Stabilizzazione e risarcimento: i nuovi criteri della Cassazione
La stabilizzazione del personale precario nella Pubblica Amministrazione rappresenta un traguardo fondamentale per molti lavoratori, ma non sempre segna la fine delle pendenze risarcitorie. Una recente ordinanza della Corte di Cassazione chiarisce quando l’assunzione a tempo indeterminato possa effettivamente “sanare” l’abuso derivante dalla reiterazione dei contratti a termine.
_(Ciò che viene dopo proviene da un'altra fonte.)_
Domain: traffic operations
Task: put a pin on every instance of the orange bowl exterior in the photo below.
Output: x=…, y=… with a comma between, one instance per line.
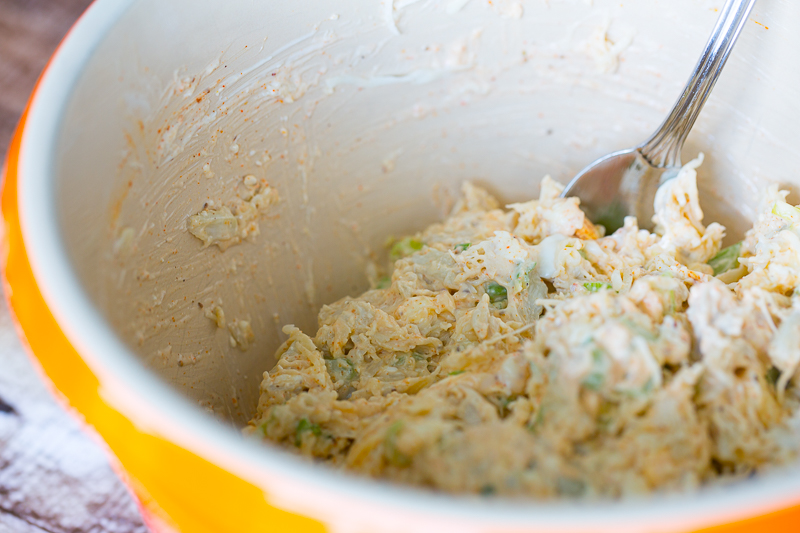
x=176, y=489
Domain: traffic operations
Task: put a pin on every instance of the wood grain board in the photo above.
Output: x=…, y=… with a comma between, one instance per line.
x=53, y=478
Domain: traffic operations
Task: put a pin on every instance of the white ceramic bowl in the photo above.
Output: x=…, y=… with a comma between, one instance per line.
x=365, y=116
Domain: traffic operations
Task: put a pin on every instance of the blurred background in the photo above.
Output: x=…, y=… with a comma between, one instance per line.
x=53, y=477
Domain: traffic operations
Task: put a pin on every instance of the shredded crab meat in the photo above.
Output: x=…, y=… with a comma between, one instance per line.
x=523, y=352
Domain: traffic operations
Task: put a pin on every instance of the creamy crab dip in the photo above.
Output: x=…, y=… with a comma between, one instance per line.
x=523, y=352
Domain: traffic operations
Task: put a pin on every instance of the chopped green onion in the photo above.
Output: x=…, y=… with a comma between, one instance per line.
x=342, y=369
x=786, y=212
x=404, y=247
x=395, y=456
x=596, y=286
x=522, y=275
x=570, y=486
x=304, y=426
x=726, y=259
x=497, y=293
x=595, y=379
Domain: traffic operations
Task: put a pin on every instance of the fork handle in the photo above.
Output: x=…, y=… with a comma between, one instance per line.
x=663, y=148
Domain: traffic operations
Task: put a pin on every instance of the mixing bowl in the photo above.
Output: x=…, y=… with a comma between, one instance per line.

Il caso: precariato e assunzione definitiva
Una dipendente pubblica ha agito in giudizio contro un’Amministrazione Centrale denunciando l’illegittimità di una lunga successione di contratti a termine e di somministrazione. Mentre il Tribunale di primo grado aveva riconosciuto un risarcimento pari a 12 mensilità per l’abuso subito, la Corte d’Appello ha ribaltato la decisione. Secondo i giudici di secondo grado, l’avvenuta immissione in ruolo della lavoratrice, ottenuta proprio in ragione del periodo di precariato, aveva assorbito e riparato ogni danno precedente, eliminando il diritto al risarcimento.
La decisione della Corte di Cassazione
La Suprema Corte ha accolto il ricorso della lavoratrice, cassando la sentenza di appello. Gli Ermellini hanno stabilito che non basta una generica assunzione per cancellare l’illecito derivante dall’abuso di contratti a termine. Per escludere il risarcimento, è necessario verificare se tale stabilizzazione sia stata la conseguenza diretta e specifica dell’abuso subito, attraverso un rigoroso accertamento del nesso di causalità.
Il nesso di causalità tra abuso e assunzione
La Corte ha precisato che l’immissione in ruolo costituisce una misura sanzionatoria idonea solo se ricollegabile alla successione dei contratti a termine con un rapporto di causa-effetto. Questo accade quando l’assunzione avviene in forza di specifiche previsioni legislative di stabilizzazione riservate esclusivamente al personale precario vittima dell’abuso. Se la procedura è invece aperta a una platea più ampia o non finalizzata specificamente alla riparazione del danno, il diritto al risarcimento permane.
Le motivazioni
Le motivazioni della Cassazione si fondano sulla necessità di una valutazione concreta della singola fattispecie. La sentenza impugnata è stata censurata perché si è limitata ad affermare la sussistenza di una correlazione causale basandosi su una norma che autorizzava meramente l’Amministrazione a bandire concorsi riservati. Tale disposizione non indicava né il numero di dipendenti da assumere né tempistiche certe, risultando troppo generica per essere considerata una misura riparatoria automatica dell’abuso. Il giudice di merito avrebbe dovuto accertare se il procedimento che ha consentito l’immissione in ruolo fosse specificamente volto a sanzionare l’illegittima reiterazione dei contratti.
Le conclusioni
In conclusione, la stabilizzazione non opera come una sanatoria automatica del danno da precariato. Se l’immissione in ruolo avviene tramite procedure che non garantiscono un legame diretto con l’abuso subito, il lavoratore conserva il diritto di richiedere il risarcimento. La decisione ribadisce che la tutela del lavoratore deve essere effettiva e proporzionata, impedendo che l’Amministrazione possa eludere le sanzioni per l’abuso del lavoro a termine senza una reale ed esclusiva misura di riparazione.
La stabilizzazione cancella sempre il diritto al risarcimento?
No, la stabilizzazione elimina il danno solo se esiste un rapporto di causa-effetto diretto tra l’abuso subito e l’assunzione definitiva.
Cosa deve provare il lavoratore stabilizzato per ottenere i danni?
Il lavoratore deve dimostrare l’esistenza di danni ulteriori che non siano stati già riparati dall’immissione in ruolo attraverso procedure specifiche.
Quando si verifica il nesso causale tra abuso e assunzione?
Il nesso sussiste se l’assunzione avviene tramite leggi di stabilizzazione o percorsi riservati esclusivamente al personale precario vittima dell’abuso.